明月卿闻言笑弯了一双含情的动人明眸,他如一朵解语花般十分体贴地依偎在封行云怀中细语宽慰着,二人在床上又黏黏糊糊亲热了好一阵,才终于相拥着入眠了。

而一直做丝带状束在明月卿腕间的两条白绫也趁着主人入眠,又悄悄缠到了封行云身上去。

两条白绫没什么灵智,只知道傻乎乎地往封行云身上裹。同他接过吻的那条还心心念念想同人再亲一回,可惜封行云睡觉不张嘴,那白绫便干脆展开了将人脑袋整个裹住,想着最大面积接触凡修温暖柔软的唇肉也总算聊胜无于。

另一条害怕吵醒主人又挨骂,故而这次安分多了,只是尾端绕着封行云细小的阴茎打圈,头部却一路沿着腹肌往上,在柔软绵弹的乳肉间自由地徜徉。

而与快乐的白绫们不同,封行云口鼻被堵、阴茎被箍,两粒乳头还时不时泛起一阵细密又轻微的麻痒,害得他即便在梦里也不舒服得直皱眉。

翌日,神华仙宗学舍内。

“为什么!”封行云不甘又委屈地大声抱怨,“我们以往不都会一同去学堂吗,为什么现在反而不可以了?”

明月卿轻蹙娥眉,脸上弥漫出淡淡的为难神色:“因为我们现在要避嫌呀,行云忘记我昨晚是如何说的吗?”

被提醒一番后,封行云总算闭上了嘴,只是他还是感到不满,虽然昨晚才被卿儿打过预防针,但封行云也没想到对方在外人面前会跟他撇关系撇得这么一干二净,竟是连与自己一同去学堂都不肯了!

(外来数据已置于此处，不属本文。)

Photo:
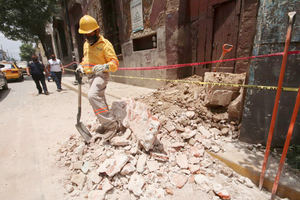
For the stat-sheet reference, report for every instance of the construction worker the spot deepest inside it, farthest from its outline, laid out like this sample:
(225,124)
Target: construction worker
(36,70)
(99,59)
(56,69)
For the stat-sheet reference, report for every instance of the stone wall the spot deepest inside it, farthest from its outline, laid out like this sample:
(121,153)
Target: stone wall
(158,18)
(270,38)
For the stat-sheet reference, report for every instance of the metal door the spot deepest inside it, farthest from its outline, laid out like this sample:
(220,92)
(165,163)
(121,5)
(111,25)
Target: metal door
(225,30)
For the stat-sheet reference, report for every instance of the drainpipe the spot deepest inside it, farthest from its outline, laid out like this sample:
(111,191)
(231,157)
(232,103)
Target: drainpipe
(69,25)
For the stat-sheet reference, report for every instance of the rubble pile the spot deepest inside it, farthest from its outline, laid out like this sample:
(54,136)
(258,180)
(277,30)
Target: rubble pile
(175,162)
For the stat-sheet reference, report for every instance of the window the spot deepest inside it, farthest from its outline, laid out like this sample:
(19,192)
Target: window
(146,42)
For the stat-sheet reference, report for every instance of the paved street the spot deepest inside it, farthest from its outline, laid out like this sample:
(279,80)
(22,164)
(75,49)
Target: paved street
(31,127)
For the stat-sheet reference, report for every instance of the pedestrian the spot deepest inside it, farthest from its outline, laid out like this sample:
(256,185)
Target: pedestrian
(99,59)
(56,69)
(36,70)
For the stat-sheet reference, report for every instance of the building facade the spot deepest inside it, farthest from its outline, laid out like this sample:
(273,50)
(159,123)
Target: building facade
(148,33)
(161,32)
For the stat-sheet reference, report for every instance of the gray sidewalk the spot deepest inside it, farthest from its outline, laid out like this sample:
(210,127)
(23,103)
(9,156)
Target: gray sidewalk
(114,90)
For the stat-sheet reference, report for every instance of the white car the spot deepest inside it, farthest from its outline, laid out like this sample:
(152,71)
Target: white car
(3,81)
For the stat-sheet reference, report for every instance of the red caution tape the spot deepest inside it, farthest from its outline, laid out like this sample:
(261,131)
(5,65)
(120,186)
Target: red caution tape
(204,63)
(194,64)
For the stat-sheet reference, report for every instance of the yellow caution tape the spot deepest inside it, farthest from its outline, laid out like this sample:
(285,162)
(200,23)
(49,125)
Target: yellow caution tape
(261,87)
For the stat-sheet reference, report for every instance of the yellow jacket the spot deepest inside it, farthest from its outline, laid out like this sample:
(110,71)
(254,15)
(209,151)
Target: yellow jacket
(102,52)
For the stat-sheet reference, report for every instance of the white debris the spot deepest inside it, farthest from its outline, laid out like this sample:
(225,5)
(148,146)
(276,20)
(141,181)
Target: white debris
(136,184)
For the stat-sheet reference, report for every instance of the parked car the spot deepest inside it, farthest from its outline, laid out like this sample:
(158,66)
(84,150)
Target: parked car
(23,66)
(12,71)
(3,81)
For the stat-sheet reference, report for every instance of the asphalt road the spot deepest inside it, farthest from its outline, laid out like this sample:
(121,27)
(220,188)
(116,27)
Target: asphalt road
(31,128)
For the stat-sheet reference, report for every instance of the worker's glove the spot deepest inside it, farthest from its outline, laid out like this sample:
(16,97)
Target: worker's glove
(100,68)
(79,69)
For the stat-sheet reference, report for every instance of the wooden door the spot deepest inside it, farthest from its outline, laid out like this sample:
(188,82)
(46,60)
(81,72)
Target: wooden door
(225,31)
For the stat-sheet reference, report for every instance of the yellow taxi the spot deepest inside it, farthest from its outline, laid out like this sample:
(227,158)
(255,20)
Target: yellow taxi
(12,71)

当然,原本依封行云那不拘小节的个性,他本是不该在意这种细枝末节的,但奈何他自认的与卿儿两情相悦的开始就是源自于此。

而相交封行云的委屈不满,明月卿的态度就显得过于无动于衷了,毕竟与封行云在神华仙宗内同行在他看来一直都是件丢人至极的事儿。

而这事若要从头到尾细究起来,恐怕还得从明月卿十二岁时说起……

封行云此人,脾气不小,本事也大。他当年初入外门,便因为百年难得一遇的根骨与天赋广受关注,那会儿明月卿甚至都还没入神华仙宗,却已早在大人口中听闻对方大名。

然而当时还小的明月卿并未把封行云这个名字放在心上,毕竟在他看来,对方天赋再高又有何用,不过一个凡人而已,能成什么大事?最多又是一个“伤仲永”罢了。

只是三年过去,当再一次从大人口中听到封行云的消息时,明月卿惊讶地发现,他原以为的“伤仲永”不仅没被逐出师门,从此泯然众人矣,反而一路破格升入内门,成为三百年来整个大陆的唯一罕例,一时风头无两。

因此在进入神华仙宗前,明月卿就已用混元玄镜调出了封行云在宗门修行三年间的影像。明月卿当时心想,知己知彼百战百胜,封行云这个异数或许会在未来成为他修仙途中的一大威胁,只有提前了解对方,他才能获得安心。只是当时年还不到十六岁的明月卿耗费了大量灵力从玄镜中看到封行云这三年里零零散散的一些片段后,他一时间却只觉得有些哭笑不得。

与明月卿设想中野心勃勃、城府极深的凡人形象不同,片段中的封行云简直是个地地道道的恶霸痞子。他在外门时频频交恶、树敌众多,有人因此合力找过他几回麻烦,可刚入门派的封行云空顶着个“天才”的头衔,却别说法力,就是武力都烂到令人发指,以一敌众必败无疑。

但封行云与普通修道之人不同,他脸皮够厚,街头斗殴经验丰富,因此打架招式十分肮脏下作,什么猴子偷桃、撩阴腿简直是他的必备招式,而趁其不备扒人裤子又或者假装认输却从地上抓起沙子抛人眼睛的龌龊事他也都干过,因此久而久之也没人再主动招惹他,都嫌打赢了跌份,打输了丢脸。